Okonjo-Iweala said the US had in effect cut off all imports from China with its “reciprocal” tariffs, which are set at 145 per cent in addition to pre-existing duties, even as it temporarily exempted items such as smartphones and electronic equipment.

Trump’s tariffs — currently at a base rate of 10 per cent on all imports — will also hurt North American trade with the rest of the world, the WTO said in a forecast published on Wednesday.

Canada, the US and Mexico will be the only countries where both exports and import volumes will drop, if Trump’s tariffs are maintained at 10 per cent.

Trump has exempted many Mexican and Canadian products from his protectionist measures, as the US has a trade agreement with its neighbours, increasingly isolating the USMCA bloc from the global economy.

Overall USMCA exports will fall 12.6 per cent this year while their imports are expected to decline 9.6 per cent, the WTO said. This compares with previous projections of more than 2 per cent growth in both trade categories before Trump’s tariff announcements.

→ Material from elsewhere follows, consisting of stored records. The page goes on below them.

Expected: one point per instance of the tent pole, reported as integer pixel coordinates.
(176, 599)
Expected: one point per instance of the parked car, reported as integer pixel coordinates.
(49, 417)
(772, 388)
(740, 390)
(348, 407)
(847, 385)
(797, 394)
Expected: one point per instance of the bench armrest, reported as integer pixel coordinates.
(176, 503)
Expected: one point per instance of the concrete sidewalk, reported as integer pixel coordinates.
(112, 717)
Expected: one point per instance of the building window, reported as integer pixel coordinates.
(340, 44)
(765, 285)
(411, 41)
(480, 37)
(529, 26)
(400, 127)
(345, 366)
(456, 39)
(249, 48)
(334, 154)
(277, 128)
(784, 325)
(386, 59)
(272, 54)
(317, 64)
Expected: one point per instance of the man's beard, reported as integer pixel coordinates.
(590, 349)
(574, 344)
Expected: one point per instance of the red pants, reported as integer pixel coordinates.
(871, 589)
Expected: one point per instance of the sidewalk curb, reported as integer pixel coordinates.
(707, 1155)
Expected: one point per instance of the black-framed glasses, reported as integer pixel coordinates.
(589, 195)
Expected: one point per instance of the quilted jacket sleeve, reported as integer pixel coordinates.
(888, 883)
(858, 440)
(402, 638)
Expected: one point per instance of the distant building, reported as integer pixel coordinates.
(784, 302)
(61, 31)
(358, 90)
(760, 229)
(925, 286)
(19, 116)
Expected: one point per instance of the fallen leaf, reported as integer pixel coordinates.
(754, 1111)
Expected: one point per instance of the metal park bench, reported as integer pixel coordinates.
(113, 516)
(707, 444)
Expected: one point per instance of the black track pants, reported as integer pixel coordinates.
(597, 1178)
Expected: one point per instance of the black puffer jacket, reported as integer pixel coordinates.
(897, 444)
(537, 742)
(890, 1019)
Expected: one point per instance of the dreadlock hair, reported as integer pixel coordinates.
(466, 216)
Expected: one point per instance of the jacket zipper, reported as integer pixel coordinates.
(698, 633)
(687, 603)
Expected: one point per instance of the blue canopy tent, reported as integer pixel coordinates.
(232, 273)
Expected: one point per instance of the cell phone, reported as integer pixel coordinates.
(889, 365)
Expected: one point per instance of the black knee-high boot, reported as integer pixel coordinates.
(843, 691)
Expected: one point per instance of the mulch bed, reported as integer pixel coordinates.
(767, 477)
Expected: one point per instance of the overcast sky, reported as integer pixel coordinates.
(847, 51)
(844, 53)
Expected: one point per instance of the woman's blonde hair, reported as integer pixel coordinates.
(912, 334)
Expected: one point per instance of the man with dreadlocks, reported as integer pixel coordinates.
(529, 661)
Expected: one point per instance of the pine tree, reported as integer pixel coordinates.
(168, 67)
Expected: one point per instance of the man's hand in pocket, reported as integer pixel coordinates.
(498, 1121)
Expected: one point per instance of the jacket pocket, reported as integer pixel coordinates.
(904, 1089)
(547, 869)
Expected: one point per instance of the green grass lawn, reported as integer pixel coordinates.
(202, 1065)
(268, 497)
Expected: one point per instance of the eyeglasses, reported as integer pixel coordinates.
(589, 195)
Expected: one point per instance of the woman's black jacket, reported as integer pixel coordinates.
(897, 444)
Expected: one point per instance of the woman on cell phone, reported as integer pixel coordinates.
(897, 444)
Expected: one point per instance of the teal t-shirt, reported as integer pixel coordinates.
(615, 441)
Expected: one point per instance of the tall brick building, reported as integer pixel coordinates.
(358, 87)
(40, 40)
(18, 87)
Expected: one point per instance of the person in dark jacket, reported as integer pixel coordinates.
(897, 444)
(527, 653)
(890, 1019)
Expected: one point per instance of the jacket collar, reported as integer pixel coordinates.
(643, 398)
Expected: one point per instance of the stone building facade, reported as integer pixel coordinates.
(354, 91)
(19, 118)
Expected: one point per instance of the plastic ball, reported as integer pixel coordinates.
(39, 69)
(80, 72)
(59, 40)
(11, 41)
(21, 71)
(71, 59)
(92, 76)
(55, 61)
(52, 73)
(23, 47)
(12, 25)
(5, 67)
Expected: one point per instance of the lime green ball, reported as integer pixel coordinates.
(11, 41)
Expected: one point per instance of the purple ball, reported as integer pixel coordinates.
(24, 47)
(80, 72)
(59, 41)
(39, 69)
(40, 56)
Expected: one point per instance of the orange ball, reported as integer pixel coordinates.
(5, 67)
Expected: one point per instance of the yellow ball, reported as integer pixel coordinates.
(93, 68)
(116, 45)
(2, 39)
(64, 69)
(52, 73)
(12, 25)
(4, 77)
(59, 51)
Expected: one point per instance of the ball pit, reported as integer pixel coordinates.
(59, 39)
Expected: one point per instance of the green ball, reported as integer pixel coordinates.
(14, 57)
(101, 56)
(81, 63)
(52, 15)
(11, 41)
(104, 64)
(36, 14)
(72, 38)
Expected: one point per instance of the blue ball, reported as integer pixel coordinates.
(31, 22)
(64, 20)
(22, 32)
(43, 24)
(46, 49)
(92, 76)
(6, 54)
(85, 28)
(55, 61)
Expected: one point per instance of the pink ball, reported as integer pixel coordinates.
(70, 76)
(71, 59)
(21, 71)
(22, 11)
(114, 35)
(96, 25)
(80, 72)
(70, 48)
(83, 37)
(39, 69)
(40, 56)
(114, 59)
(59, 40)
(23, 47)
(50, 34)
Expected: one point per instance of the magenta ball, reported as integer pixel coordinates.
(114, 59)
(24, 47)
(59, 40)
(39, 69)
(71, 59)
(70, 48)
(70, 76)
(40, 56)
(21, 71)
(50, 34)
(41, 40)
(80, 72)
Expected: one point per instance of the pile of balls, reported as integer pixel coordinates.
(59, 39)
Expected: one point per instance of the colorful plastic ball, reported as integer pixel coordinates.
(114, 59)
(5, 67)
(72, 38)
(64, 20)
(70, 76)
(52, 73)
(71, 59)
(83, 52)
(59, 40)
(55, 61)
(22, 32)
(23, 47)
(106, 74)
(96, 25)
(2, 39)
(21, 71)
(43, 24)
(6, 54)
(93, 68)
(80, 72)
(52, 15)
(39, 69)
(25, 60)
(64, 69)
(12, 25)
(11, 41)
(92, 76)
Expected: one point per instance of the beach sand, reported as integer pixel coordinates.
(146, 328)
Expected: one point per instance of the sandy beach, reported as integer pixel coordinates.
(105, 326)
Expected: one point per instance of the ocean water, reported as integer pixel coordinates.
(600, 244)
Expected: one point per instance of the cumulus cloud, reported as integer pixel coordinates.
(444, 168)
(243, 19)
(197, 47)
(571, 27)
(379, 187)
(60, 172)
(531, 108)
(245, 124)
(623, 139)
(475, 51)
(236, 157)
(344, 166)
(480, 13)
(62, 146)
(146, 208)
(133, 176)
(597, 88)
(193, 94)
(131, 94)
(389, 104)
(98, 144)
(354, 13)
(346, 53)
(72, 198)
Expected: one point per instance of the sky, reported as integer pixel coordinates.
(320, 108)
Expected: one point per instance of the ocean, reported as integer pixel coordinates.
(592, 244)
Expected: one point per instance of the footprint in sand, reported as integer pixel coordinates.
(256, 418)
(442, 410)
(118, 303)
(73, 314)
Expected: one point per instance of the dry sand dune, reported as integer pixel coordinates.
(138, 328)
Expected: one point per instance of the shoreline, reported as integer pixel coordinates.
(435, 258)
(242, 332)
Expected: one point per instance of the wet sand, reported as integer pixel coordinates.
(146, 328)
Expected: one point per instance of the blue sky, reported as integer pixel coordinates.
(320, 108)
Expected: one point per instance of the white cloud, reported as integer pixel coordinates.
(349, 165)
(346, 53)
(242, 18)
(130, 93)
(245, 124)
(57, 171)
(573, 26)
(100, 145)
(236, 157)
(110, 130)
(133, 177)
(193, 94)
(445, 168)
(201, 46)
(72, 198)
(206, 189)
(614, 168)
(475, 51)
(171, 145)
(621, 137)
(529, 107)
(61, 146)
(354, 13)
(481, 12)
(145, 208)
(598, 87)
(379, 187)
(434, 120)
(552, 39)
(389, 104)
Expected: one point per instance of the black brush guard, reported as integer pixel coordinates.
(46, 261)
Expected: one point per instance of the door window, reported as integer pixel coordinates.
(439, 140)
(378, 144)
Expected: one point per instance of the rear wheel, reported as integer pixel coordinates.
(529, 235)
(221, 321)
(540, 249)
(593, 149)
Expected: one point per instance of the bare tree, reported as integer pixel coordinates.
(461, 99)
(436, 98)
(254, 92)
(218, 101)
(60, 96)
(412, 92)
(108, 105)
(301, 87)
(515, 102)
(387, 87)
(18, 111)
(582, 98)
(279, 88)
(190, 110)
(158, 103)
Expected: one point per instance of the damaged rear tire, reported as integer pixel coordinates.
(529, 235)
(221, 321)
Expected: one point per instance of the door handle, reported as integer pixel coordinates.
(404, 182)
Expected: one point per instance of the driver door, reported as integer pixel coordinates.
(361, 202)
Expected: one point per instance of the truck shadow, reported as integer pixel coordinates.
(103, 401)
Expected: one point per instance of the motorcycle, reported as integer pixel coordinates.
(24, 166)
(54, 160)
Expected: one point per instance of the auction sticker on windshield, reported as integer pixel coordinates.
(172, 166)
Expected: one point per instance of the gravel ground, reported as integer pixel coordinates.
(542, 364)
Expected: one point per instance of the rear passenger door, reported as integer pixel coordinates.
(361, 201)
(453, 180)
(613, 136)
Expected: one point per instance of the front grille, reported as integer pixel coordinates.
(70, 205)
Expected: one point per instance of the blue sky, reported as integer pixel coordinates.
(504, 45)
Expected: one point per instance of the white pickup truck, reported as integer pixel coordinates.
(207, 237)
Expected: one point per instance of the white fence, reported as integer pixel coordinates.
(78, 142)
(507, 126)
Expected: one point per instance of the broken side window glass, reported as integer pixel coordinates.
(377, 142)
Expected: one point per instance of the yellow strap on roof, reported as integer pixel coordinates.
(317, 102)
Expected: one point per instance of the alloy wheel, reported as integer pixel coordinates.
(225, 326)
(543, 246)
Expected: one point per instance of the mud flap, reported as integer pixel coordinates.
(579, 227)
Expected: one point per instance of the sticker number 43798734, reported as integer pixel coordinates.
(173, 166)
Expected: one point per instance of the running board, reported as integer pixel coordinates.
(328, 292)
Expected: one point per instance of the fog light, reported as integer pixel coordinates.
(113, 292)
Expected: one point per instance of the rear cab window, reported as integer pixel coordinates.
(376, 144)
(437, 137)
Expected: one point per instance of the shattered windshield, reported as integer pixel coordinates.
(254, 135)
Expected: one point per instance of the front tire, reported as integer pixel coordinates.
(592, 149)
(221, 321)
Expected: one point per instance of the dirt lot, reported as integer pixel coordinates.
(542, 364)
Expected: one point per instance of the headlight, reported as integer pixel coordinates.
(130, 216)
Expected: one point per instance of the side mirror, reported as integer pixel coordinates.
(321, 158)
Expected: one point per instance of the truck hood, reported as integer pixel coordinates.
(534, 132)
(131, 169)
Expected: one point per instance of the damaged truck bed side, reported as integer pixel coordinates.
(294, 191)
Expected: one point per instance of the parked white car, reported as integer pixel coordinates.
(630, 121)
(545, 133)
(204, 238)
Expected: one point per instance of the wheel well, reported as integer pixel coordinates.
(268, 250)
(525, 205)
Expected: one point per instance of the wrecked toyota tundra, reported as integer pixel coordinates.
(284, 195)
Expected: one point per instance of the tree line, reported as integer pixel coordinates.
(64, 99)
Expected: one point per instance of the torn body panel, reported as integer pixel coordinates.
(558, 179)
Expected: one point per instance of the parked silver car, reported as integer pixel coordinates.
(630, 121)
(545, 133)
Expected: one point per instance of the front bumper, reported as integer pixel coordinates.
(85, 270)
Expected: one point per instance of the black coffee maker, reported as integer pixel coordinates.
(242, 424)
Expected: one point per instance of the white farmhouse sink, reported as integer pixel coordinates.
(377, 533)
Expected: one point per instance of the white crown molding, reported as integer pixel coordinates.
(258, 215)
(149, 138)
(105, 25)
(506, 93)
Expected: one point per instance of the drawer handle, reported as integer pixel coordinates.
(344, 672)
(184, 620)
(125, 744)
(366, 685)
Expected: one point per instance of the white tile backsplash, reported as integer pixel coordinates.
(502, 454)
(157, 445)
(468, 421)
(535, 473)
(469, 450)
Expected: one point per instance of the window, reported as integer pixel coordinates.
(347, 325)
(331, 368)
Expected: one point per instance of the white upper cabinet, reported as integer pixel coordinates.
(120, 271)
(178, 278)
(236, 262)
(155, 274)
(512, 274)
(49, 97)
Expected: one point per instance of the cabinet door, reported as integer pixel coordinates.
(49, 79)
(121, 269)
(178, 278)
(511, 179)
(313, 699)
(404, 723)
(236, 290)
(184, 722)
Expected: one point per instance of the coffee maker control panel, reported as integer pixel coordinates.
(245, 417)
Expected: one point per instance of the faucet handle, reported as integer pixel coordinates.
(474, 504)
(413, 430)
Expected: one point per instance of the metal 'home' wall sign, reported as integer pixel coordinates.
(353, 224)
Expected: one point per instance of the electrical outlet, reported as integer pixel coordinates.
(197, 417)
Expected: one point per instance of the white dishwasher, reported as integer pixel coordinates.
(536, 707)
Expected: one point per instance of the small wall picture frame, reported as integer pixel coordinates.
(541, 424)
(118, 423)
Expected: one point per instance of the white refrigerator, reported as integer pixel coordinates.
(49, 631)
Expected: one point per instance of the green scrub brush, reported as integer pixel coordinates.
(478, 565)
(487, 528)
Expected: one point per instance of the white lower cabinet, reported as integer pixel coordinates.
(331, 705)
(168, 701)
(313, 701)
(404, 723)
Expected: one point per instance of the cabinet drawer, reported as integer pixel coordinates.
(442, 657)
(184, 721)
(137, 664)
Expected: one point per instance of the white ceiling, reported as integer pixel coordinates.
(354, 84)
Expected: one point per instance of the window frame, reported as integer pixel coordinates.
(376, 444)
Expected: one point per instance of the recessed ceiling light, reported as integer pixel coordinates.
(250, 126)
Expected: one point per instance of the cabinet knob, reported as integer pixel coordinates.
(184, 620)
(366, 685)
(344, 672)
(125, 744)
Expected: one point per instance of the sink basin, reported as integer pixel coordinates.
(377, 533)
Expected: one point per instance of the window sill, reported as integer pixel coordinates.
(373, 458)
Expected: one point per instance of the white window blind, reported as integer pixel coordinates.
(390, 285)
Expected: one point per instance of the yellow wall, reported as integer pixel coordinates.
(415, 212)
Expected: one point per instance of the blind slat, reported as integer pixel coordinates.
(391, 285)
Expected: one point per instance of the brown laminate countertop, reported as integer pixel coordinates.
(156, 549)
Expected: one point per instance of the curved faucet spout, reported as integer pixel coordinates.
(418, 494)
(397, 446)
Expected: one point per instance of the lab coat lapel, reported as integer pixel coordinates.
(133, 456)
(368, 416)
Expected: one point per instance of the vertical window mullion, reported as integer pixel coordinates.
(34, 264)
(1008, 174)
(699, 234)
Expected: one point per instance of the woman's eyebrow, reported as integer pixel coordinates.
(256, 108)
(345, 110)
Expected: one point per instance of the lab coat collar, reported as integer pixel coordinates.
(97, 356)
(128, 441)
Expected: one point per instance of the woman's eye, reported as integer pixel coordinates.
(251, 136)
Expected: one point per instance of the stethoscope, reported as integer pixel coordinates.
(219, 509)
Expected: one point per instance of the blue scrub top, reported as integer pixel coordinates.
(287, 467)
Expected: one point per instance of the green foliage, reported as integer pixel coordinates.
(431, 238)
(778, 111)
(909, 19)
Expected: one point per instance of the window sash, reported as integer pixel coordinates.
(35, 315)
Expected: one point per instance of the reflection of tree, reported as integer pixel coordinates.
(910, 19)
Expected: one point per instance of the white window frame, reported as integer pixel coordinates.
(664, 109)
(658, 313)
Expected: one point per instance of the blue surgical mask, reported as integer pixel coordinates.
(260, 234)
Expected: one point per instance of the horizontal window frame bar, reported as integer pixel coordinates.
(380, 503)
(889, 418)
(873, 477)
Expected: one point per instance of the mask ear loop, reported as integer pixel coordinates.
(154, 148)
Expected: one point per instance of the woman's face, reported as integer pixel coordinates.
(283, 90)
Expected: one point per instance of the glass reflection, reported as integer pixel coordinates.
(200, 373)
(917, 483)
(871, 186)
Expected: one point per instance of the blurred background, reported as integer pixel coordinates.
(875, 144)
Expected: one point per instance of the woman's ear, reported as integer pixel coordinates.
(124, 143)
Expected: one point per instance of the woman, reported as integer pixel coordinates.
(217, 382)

The trade body said that if Trump’s higher “reciprocal” tariffs were reintroduced in July following a 90-day pause, global trade in goods could drop 0.8 per cent this year. If other countries retaliated, uncertainty could shave off another 0.7 percentage points, the WTO said.

If US tariffs are maintained at 10 per cent, overall global trade volumes would fall by 0.2 per cent in 2025, the WTO said.

Okonjo-Iweala, a former Nigerian finance minister, said the poorest countries were already suffering. 

“They are very vulnerable. Among the 10 economies facing the highest reciprocal tariffs five are least developed countries,” she said. “We should really think in terms of restoring them to the no-tariff situations that they were in previously.”

However, she conceded that the US had “a point” that countries were overdependent on its market, driving a huge trade deficit. “They need to diversify. I think over-concentration in the production of certain goods should be looked at,” Okonjo-Iweala said.

“To have 95 per cent of semiconductors produced in one part of the world does not build global resilience. To have 80 per cent of vaccines exported by 10 countries in the world does not build resilience,” she added.

Okonjo-Iweala said she hoped her Geneva-based body, which has 166 members, could help broker a solution to the crisis.

The US was a founding member of the WTO but the Trump administration has increasingly shunned international organisations set up after the second world war.

One of Trump’s first moves after taking office in January was to sign executive orders starting the process of leaving the World Health Organization and the Paris climate accord.

WTO members are now more interested in reforming the trade body so that it maintains a level playing field, Okonjo-Iweala said.

“One of the good things coming out of this is that members are seeing the value of the predictability and stability of the system created by the WTO.”